Figure 1 illustrates a photovoltaic solar panel 1.

This photovoltaic panel 1 has a quadrangular shape, square or rectangular known per se, and it is provided with a peripheral frame 2 junction shapes and dimensions adapted to those of the panel 1 around which it is mounted.
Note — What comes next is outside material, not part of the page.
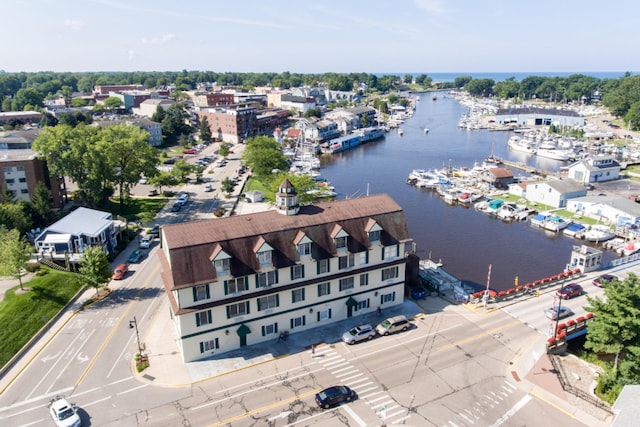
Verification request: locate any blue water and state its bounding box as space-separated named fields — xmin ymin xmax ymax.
xmin=321 ymin=94 xmax=612 ymax=290
xmin=375 ymin=71 xmax=637 ymax=82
Each of the four sides 2A, 2B, 2C, 2D of the frame 2 comprises two opposite faces, ie an upper face 5 and a lower face 6.

Preferably, as can be seen in FIGS. 1, 2a, 2b, grooves 3 and longitudinal grooves 4 are provided in the upper faces 5 of two perpendicular sides of the frame 2, for example 2A and 2A, and in the lower faces 6 of the two other perpendicular sides 2C and 2D of said frame 2

As illustrated in FIG. 4, each face 5 or 6 of the peripheral frame 2 thus comprises a plurality of grooves 3 and grooves 4, so that when panels 1 are assembled on a roof T, the grooves 3 and grooves 4 of the upper face 5 of the sides 2A and 2B of the frame 2 of a panel 1, interpenetrate with the grooves 3 and grooves 4 of the lower face 6 of the sides 2C and 2D underlying the frame 2 of the adjacent panels, thereby constituting so many barriers to runoff or runoff of rainwater or water traps.

In another embodiment of the invention, illustrated in FIGS. 3a and 3b, two types of photovoltaic solar panels 1A, 1B can be provided, namely, a first type of solar panel 1A equipped with a frame 2 'of which the upper faces 5 of the four sides 2A, 2B, 2C, 2D, are provided with a plurality of grooves 3 and grooves 4, while a second type of panel 1B has grooves 3 and grooves 4 on each of the lower faces. 6 of each of the sides 2A, 2B, 2C, 2D of a frame 2 "This configuration allows the assembly of the frame 2 ', a panel 1A of the first type with the frame 2" of at least a panel 1B of the second type.

Of course, each panel 1A, 1B of one of the aforementioned types can be assembled to two or three or four solar panels 1B, 1A adjacent to the other other type.

According to another possible embodiment, the opposite faces 5, 6 of each side 2A, 2B, 2C, 2D of the frame 2 are provided with a plurality of grooves 3 and longitudinal grooves 4 shaped to allow its assembly with a side 2A, 2B, 2C, 2D identical to an adjoining frame 2.

As illustrated in FIGS. 4 to 7, the frame 2 makes it possible to ensure a mechanical connection between the photovoltaic solar panels 1, a seal between the latter, and simultaneously to prevent the infiltration of water between the assembled panels 1.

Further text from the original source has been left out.